Agent Skill · NVIDIA NIM

tao-run-on-lepton

DGX Cloud Lepton managed GPU compute platform with run/status/cancel interface. Use when submitting TAO jobs to DGX Cloud, dispatching training/eval/inference to Lepton GPU resources, or managing Lepton workspace deployments. Trigger phrases include "run on Lepton", "submit to DGX Cloud", "Lepton job", "managed GPU on DGX Cloud".

Provider: NVIDIA NIM Path in repo: skills/tao-run-on-lepton/SKILL.md

Skill body

Lepton

Managed GPU compute platform on DGX Cloud. Jobs are submitted as container workloads that run on dedicated or shared GPU node groups. Lepton handles scheduling, image pulling, log collection, and job lifecycle.

Use Lepton when you need cloud-based GPU compute without managing Kubernetes or SLURM infrastructure directly.

Preflight

Lepton is API-first — no docker-run alternative. This skill needs the TAO SDK with the Lepton extra. nvidia-tao-sdk is on public PyPI; the pinned version lives in versions.yaml (wheels.tao_sdk_lepton), resolved via scripts/resolve_versions_key.py:

PIN=$("${TAO_SKILL_BANK_PATH:?}/scripts/resolve_versions_key.py" wheels.tao_sdk_lepton)
python -c "import tao_sdk" 2>/dev/null || {
  echo "MISSING: nvidia-tao-sdk not installed. Run:"
  echo "  pip install \"$PIN\""
  exit 1
}
python -c "import leptonai" 2>/dev/null || {
  echo "MISSING: lepton extra not installed.
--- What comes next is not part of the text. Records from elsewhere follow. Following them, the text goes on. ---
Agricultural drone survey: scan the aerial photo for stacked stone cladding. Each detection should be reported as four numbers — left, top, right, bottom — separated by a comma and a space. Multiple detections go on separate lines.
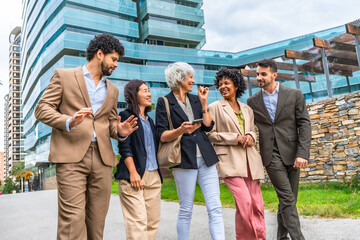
300, 92, 360, 181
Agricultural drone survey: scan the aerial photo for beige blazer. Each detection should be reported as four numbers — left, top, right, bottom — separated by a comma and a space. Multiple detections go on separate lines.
208, 99, 264, 180
35, 66, 119, 166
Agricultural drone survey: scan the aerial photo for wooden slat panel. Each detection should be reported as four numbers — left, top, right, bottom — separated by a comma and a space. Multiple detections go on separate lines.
326, 50, 357, 61
313, 38, 329, 48
285, 50, 321, 61
327, 56, 359, 67
298, 61, 357, 77
345, 24, 360, 35
241, 69, 315, 82
328, 40, 356, 53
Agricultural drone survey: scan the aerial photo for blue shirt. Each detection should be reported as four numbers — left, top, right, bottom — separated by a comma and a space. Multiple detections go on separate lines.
261, 83, 280, 122
139, 115, 158, 171
66, 65, 107, 142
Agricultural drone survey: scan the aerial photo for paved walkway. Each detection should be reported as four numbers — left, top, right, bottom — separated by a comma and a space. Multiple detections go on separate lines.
0, 190, 360, 240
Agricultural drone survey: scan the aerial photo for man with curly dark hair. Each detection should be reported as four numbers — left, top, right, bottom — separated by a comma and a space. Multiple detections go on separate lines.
208, 68, 266, 240
35, 34, 137, 240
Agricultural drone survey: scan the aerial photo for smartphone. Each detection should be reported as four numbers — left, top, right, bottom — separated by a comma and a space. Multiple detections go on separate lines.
191, 118, 202, 124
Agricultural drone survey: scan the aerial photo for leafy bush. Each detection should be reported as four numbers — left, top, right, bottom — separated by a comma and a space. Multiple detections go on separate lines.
3, 177, 19, 194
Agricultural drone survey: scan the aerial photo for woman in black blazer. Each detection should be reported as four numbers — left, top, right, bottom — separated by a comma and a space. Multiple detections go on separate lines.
115, 80, 162, 240
156, 62, 225, 240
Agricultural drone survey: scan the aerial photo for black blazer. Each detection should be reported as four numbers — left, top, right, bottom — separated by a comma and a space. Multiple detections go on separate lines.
156, 92, 219, 169
115, 110, 162, 182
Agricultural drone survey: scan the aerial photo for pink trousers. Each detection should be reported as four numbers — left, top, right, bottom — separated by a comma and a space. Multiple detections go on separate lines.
224, 168, 266, 240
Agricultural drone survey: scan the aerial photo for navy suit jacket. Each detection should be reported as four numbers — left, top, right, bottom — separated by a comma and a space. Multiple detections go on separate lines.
156, 92, 219, 169
115, 110, 162, 182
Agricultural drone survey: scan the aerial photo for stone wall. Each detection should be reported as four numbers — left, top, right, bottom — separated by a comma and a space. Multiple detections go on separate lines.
300, 92, 360, 181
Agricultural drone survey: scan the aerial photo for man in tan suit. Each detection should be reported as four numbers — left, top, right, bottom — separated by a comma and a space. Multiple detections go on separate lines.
247, 59, 311, 240
35, 34, 137, 240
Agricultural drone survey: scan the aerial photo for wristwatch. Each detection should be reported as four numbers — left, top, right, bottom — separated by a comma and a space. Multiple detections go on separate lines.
201, 108, 210, 113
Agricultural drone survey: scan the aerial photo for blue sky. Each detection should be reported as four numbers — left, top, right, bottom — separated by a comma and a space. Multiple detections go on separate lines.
0, 0, 360, 151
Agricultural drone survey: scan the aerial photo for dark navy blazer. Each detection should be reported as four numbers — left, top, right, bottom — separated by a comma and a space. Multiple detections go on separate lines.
115, 110, 162, 182
156, 92, 219, 169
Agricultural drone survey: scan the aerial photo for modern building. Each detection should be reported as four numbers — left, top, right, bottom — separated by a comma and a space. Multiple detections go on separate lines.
4, 27, 24, 176
20, 0, 360, 186
0, 152, 5, 185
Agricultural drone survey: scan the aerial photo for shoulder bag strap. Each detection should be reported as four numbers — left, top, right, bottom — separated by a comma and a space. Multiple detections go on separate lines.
162, 97, 174, 130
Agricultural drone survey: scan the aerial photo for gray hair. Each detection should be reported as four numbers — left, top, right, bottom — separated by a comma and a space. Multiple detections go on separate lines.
165, 62, 194, 90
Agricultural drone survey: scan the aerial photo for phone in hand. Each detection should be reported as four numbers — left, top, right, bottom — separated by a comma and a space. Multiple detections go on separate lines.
191, 118, 202, 124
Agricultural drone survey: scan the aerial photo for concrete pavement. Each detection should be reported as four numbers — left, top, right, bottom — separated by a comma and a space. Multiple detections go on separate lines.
0, 190, 360, 240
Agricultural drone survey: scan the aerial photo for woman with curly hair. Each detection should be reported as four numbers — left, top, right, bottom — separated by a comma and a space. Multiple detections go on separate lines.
208, 68, 266, 240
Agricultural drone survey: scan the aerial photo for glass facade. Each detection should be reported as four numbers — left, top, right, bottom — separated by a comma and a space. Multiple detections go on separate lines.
20, 0, 360, 171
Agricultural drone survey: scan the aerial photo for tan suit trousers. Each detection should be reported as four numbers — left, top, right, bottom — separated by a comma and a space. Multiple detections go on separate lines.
56, 142, 112, 240
119, 170, 161, 240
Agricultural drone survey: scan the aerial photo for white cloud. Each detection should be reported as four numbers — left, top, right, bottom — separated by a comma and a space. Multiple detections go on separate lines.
203, 0, 360, 52
0, 0, 22, 152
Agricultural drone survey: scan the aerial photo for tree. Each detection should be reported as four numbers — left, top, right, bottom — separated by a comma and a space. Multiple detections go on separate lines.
11, 162, 26, 177
3, 177, 19, 194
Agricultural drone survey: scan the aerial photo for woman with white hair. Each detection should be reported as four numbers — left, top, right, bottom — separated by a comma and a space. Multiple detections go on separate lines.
156, 62, 225, 240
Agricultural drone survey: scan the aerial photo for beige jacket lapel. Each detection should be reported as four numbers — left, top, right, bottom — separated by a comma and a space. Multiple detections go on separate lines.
75, 66, 91, 107
220, 98, 243, 135
238, 101, 250, 135
95, 78, 112, 116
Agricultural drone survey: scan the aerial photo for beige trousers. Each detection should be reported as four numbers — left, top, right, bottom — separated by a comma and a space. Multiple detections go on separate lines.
119, 170, 161, 240
56, 143, 112, 240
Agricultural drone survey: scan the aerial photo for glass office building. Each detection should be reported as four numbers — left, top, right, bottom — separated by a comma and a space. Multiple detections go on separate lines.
21, 0, 360, 173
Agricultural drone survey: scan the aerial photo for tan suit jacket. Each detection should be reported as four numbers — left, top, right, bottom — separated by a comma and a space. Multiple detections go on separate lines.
208, 99, 264, 180
35, 66, 119, 166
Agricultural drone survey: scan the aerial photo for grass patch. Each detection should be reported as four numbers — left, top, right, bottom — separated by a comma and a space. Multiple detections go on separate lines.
111, 179, 360, 218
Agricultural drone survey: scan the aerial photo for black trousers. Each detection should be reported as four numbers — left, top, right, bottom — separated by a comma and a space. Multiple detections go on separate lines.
266, 140, 305, 240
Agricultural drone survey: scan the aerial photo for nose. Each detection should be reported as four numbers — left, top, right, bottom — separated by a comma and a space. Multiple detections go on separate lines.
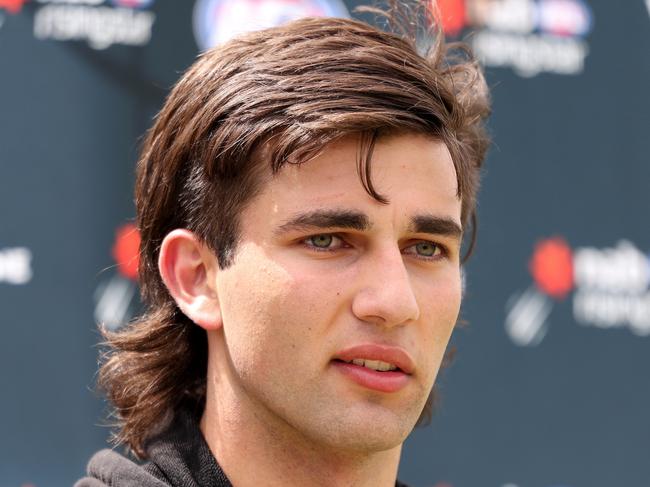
352, 248, 420, 327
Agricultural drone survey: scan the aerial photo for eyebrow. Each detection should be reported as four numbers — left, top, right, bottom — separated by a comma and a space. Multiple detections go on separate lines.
411, 215, 463, 239
274, 210, 372, 235
274, 210, 463, 239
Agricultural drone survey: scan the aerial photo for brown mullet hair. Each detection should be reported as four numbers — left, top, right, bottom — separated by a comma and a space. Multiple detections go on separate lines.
99, 1, 489, 458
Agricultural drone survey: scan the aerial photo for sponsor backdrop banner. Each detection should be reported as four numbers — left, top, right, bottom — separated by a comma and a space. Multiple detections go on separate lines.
0, 0, 650, 487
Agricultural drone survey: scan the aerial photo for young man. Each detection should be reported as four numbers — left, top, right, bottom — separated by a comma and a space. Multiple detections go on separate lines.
77, 4, 488, 487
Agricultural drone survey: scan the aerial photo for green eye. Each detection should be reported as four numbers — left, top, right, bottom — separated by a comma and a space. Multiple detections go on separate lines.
309, 234, 332, 249
415, 242, 438, 257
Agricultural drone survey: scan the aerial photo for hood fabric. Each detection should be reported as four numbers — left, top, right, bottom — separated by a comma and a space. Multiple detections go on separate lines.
74, 410, 407, 487
74, 410, 232, 487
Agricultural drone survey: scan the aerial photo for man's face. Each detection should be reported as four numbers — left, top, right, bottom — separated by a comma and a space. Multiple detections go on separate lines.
210, 135, 461, 452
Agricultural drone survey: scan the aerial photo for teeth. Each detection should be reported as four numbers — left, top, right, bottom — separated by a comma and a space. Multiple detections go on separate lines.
352, 358, 397, 372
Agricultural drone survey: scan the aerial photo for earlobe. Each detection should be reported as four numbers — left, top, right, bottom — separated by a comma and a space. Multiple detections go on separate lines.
158, 229, 222, 330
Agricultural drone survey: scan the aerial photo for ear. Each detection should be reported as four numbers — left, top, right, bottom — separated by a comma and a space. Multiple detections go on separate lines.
158, 229, 222, 330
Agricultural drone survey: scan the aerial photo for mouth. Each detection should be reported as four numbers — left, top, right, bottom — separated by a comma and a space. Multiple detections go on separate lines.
331, 344, 414, 393
334, 358, 402, 372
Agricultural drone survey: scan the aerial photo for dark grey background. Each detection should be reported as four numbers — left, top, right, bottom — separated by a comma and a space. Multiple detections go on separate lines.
0, 0, 650, 487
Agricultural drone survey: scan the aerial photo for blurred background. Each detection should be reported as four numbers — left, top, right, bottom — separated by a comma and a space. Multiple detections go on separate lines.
0, 0, 650, 487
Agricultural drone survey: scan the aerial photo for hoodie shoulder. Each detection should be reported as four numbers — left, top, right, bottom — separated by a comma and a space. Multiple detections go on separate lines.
74, 449, 169, 487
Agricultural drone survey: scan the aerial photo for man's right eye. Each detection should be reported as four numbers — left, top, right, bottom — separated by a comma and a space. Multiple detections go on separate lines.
305, 233, 335, 249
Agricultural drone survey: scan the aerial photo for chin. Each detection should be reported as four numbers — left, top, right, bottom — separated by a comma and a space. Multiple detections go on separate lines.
298, 404, 419, 453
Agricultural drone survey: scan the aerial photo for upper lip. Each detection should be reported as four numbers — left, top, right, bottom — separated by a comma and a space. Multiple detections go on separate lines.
334, 343, 415, 374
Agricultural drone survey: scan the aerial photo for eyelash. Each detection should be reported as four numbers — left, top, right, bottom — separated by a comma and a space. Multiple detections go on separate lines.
302, 233, 449, 261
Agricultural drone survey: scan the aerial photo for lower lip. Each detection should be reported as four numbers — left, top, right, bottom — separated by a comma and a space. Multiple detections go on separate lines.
332, 361, 409, 392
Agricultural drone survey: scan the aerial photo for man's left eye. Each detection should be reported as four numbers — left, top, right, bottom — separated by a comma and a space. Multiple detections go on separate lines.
405, 241, 443, 258
304, 233, 340, 250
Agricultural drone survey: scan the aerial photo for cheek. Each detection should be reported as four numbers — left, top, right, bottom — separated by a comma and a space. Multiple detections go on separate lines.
420, 272, 461, 366
218, 245, 328, 373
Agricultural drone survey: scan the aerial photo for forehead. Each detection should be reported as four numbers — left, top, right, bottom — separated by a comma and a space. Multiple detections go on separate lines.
265, 134, 459, 205
240, 134, 461, 235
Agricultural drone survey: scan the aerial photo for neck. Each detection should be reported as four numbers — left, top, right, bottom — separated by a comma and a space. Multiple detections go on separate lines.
201, 342, 401, 487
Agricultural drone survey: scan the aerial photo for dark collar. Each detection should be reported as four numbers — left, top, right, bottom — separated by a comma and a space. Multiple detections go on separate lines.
144, 409, 407, 487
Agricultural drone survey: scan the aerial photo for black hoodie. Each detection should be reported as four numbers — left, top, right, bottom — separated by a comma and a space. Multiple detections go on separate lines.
74, 411, 407, 487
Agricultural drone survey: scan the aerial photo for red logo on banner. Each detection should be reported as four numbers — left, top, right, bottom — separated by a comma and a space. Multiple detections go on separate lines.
431, 0, 466, 35
113, 224, 140, 280
0, 0, 27, 14
529, 237, 573, 298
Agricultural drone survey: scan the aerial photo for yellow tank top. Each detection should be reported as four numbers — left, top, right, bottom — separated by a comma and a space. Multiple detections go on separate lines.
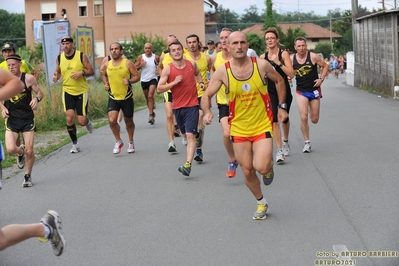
107, 58, 133, 101
225, 57, 273, 137
185, 53, 208, 98
60, 50, 89, 95
213, 52, 228, 105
Run:"
  echo "  pip install \"$PIN\""
  exit 1
}

If missing, the agent prompts the user to authorize the install via Bash, then re-runs the preflight before continuing.

Credentials

Launch Preflight

Before generating scripts or submitting jobs:

  1. Verify LEPTON_WORKSPACE_ID and LEPTON_AUTH_TOKEN are set.
  2. Verify the workspace API is reachable with the packaged helper: scripts/check_tao_launch_preflight.py --platform lepton ....
  3. For s3:// datasets/results, verify ACCESS_KEY and SECRET_KEY are set and the exact paths are readable with aws s3 ls.
  4. For NFS/Lustre mounted paths, require proof from Lepton volume/storage permissions that the path will be mounted into the job. Do not treat a local filesystem test -e on the agent host as proof for Lepton jobs.
  5. Verify model-specific credentials such as HF_TOKEN before launch.

Backend Details

LeptonSDK.create_job accepts these Lepton-specific kwargs (in addition to the platform-agnostic ones — image, command, gpu_count, env_vars, inputs, outputs, hooks):

Discovering the workspace’s shapes / volumes

shapes = sdk.list_resource_shapes()
# {<platform_id>: {"cluster": ..., "gpu_type": "gpu.8xh100-sxm",
#                   "gpu_count": 8, "instance_type": ..., ...}, ...}

volumes = sdk.get_volumes(node_group_id="my-h100-pool")
# [{"name": "lustre", "from_path": "/lustre", "type": "Lustre"}, ...]

prefixes = sdk.get_storage_permissions("lustre", "my-h100-pool")
# ["/lustre/fsw/portfolios/edgeai/...", ...]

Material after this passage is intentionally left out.